ここで出される魔法のコーヒー、シェリー・ブレンド。
このコーヒーを飲んだ人は、今自分が欲しいと思っているものの味がする。
このコーヒーを飲むことにより、人生の転機が訪れる人がたくさんいる。

 のりこは「コーチング」という言葉に反応した。なにやら一人で納得したようである。

 

「マスター、私にもそれ、できるかな?」

 

「それ、というと?」

 

「マスターと同じように、シェリー・ブレンドを飲んだ人と会話をして、その人が気づいたことを引き出してあげるの。

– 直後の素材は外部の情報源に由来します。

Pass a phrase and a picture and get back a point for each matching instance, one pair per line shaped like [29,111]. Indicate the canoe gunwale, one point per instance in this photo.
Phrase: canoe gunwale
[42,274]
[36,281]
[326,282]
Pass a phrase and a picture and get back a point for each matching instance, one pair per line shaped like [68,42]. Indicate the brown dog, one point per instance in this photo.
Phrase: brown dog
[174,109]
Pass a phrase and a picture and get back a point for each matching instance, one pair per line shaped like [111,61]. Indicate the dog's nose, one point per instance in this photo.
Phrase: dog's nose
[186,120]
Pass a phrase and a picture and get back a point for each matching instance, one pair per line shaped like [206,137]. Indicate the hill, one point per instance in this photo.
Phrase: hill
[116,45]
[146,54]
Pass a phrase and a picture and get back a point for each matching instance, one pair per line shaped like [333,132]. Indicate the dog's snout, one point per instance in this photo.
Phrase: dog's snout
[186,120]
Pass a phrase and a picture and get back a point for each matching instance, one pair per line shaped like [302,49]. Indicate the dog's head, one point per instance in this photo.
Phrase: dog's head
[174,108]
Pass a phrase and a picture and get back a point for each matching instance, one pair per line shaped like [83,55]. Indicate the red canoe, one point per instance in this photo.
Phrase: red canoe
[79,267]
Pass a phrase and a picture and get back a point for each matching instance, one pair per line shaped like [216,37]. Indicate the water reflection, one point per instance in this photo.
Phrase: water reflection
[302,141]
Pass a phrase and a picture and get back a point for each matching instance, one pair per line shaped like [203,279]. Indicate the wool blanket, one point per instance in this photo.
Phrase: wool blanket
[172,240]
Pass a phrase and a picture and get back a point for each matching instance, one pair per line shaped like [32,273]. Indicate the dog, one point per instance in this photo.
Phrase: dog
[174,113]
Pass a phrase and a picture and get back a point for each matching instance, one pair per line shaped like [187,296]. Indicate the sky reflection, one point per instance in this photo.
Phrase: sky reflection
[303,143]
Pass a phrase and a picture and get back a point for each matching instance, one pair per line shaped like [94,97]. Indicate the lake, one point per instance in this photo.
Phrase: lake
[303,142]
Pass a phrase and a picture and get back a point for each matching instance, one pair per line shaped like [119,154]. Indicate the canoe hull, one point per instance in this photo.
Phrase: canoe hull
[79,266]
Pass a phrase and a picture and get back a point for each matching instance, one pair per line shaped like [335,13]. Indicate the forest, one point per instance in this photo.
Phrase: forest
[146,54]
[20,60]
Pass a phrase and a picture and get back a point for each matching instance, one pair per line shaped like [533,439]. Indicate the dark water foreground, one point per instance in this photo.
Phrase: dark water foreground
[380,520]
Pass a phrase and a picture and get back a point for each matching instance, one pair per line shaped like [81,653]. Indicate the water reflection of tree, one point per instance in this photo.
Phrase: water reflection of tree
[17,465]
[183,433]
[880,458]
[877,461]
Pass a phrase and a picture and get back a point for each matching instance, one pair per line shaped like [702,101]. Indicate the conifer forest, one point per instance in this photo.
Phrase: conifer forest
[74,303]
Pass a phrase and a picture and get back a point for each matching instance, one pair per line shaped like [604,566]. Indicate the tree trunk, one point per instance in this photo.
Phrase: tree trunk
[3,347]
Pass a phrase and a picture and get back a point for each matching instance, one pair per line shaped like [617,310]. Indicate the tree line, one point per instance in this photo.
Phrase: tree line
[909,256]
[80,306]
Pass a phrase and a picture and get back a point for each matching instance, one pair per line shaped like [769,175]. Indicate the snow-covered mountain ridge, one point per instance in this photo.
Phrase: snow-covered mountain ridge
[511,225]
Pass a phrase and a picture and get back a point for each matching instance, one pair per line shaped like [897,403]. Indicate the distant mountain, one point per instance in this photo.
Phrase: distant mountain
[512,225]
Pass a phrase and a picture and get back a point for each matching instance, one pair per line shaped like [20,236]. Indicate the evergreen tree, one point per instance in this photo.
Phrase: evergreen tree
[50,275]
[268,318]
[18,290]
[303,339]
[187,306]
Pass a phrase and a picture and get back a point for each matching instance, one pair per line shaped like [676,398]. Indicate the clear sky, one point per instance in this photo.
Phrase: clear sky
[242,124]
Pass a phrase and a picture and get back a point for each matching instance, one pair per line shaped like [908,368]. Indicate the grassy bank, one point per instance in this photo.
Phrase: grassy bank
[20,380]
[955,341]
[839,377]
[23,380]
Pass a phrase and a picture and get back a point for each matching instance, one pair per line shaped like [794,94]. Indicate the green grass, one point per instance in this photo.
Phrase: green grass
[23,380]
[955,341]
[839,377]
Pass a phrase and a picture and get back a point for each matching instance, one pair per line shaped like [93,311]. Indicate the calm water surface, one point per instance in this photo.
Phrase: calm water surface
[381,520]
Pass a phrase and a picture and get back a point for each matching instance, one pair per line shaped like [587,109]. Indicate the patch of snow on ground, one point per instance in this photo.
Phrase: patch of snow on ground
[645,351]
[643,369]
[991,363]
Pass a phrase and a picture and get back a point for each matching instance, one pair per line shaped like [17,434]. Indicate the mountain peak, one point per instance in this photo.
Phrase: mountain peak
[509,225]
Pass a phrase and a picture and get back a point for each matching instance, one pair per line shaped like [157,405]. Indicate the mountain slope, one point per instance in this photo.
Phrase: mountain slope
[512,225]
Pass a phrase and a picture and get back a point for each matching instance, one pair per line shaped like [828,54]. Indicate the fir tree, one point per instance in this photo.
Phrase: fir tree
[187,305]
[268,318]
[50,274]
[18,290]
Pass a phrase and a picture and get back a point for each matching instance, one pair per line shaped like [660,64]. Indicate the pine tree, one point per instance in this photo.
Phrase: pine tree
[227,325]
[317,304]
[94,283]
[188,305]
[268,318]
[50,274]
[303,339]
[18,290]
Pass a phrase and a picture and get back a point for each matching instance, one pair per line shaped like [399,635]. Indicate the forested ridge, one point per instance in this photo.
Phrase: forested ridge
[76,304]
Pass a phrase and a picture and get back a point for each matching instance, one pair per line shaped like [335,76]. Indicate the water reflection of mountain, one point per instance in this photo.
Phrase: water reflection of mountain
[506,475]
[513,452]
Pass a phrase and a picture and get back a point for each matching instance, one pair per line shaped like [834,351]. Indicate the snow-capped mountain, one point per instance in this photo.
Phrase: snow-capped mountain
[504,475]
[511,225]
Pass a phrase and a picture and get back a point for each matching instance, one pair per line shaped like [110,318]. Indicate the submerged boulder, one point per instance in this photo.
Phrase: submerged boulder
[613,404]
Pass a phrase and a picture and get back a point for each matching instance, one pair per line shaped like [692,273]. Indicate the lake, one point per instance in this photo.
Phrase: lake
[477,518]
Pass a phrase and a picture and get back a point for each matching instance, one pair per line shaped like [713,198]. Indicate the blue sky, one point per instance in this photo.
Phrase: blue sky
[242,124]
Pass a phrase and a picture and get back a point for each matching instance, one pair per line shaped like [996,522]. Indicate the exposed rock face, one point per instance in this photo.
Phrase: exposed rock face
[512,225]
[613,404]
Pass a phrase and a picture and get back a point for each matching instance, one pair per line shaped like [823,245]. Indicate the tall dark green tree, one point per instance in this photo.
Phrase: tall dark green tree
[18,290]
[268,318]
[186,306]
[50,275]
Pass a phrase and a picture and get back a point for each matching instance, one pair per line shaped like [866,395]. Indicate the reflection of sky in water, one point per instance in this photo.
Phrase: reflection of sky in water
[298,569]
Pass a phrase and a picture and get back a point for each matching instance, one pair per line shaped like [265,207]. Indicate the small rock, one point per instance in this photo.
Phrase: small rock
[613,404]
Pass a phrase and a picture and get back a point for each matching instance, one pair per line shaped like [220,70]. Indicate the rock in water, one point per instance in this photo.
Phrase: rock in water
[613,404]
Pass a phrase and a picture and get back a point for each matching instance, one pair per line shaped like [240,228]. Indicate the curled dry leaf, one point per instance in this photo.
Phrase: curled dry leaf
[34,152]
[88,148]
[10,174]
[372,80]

これ、私もやってみたいんです。いや、ぜひやらせてください!」

 

「やらせてくださいって…」

 

 マスターはのりこの勢いに負けて、たじろいでいる。いきなりそんなことを言われて、どう答えればいいのか迷ってしまった。反面、のりこはマスターの目をじっと見つめて、絶対にやるんだという勢いを持っている。

 

「わかりました。じゃぁ、次のお客様が来られたときに、その方と会話をしてみますか?」

 

「ぜひお願いします!」

 

「でも、このままだと不自然ですから。そうですね、次のお客様が来られてシェリー・ブレンドを注文されたら、その方にコーヒーを持っていってください」

 

「はい、わかりました!」

 

 のりこは急に元気になった。こういうのを水を得た魚、というのかな。マスターはのりこの様子を見て、なんだか微笑ましくなった。そのときである。

 

カラン・コロン・カラン

 

 カウベルの音が鳴り響く。お客様の来店である。